Studio album by Kane Roberts
- Released: 1987
- Genre: Hard rock, Glam metal
- Length: 39:42
- Label: MCA
- Producer: Michael Wagener

Kane Roberts chronology
|  | Kane Roberts (1987) | Saints and Sinners (1991) |

= Kane Roberts (album) =

Kane Roberts is the debut studio album by American rock musician Kane Roberts, released in 1987.

== Background ==
The album was recorded at Amigo Studios in Los Angeles, California.

== Music ==
The album's style is described as pop metal.

== Artwork ==
Simon Young of Metal Hammer wrote: "With a well-proportioned torso, Alice Cooper's former guitarist is seen here navigating a city in chaos, armed with a flame-throwing, machine gun-shaped guitar. This lad is getting home in time for his dinner, no question about that."

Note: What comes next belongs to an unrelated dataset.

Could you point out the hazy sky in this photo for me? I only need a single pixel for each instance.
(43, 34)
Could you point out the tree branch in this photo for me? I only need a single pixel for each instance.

== Critical reception and legacy ==
Whitney Z. Gomes of AllMusic gave the album two and a half stars out of five, and wrote: "The Kane Roberts debut mostly demonstrates why poodle pop-metal must forever fight for props. Look, a listener can grow to like anything, but this is flat, corporate hair without the hits, so be careful how much you shell out for Kane Roberts." In 2023, Metal Hammer named the album as one of "the 50 most hilariously ugly rock and metal album covers ever."